First we fetch state of the feature by it’s name (either from database or cache), then if it’s ALL consider it enabled for all, or if it’s TEST - consider it only enabled for testers. If so we fetch list of testers (either from database or from cache) and check if current user is in the list. If none of above - consider feature disabled for all.

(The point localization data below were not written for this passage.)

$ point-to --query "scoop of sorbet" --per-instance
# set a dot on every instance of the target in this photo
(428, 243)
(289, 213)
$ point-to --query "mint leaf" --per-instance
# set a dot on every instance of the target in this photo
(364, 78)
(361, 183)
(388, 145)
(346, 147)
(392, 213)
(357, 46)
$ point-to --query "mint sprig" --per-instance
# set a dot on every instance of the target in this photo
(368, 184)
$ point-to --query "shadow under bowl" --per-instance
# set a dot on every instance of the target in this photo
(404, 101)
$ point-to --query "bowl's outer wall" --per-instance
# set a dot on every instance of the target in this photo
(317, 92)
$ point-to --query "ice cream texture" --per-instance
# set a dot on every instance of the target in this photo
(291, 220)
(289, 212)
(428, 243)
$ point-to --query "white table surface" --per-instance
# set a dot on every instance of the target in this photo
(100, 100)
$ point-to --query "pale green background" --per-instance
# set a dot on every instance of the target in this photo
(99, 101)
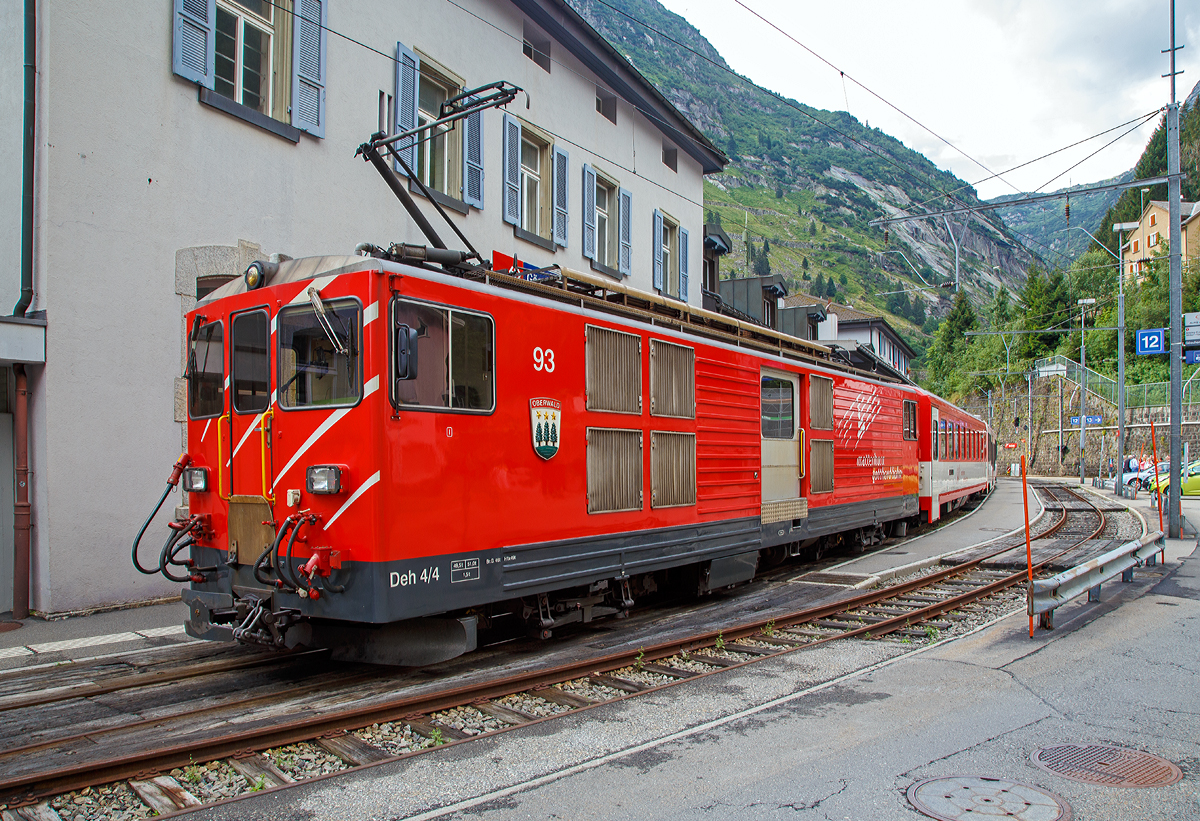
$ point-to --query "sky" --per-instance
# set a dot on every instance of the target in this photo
(1001, 82)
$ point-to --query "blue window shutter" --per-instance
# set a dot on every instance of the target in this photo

What could go wrong with the implementations above

There is one un-obvious problem with local cache which you should be aware of:

  1. 09:45:27 you’re setting feature enabled for all
  2. 09:45:47 request 1 has come to server 1 and feature worked as enabled
  3. 09:45:51 request 2 has come to server 2 and feature didn’t work as disabled

Why is that so? Local caches don’t know anything about other ot servers, in most cases it could not be a problem at all. Otherwise, you should do one of following:

  • continue using local cache but evict it by a notification (using a pub sub system or broadcast messages);
  • use a distributed cache (eCache or similar) and evict it on each change;
  • use an in-memory databases (Redis, Zookeeper or similar) to store features and provide low-cost access to it;
  • use a paid service which provides this functionality (there are a number of them, no adds and preferences here);
  • come up with your own brilliant idea, there could be a plenty of them :)

Conclusion

Many developers think that it’s cool to use a fancy framework, but you need to assess if it's really justified. It's often easier to write a simple module that satisfies specific needs of your application, develop it your own way. But here you need to feel the boundary - writing your own HashMap from scratch does not make any sense.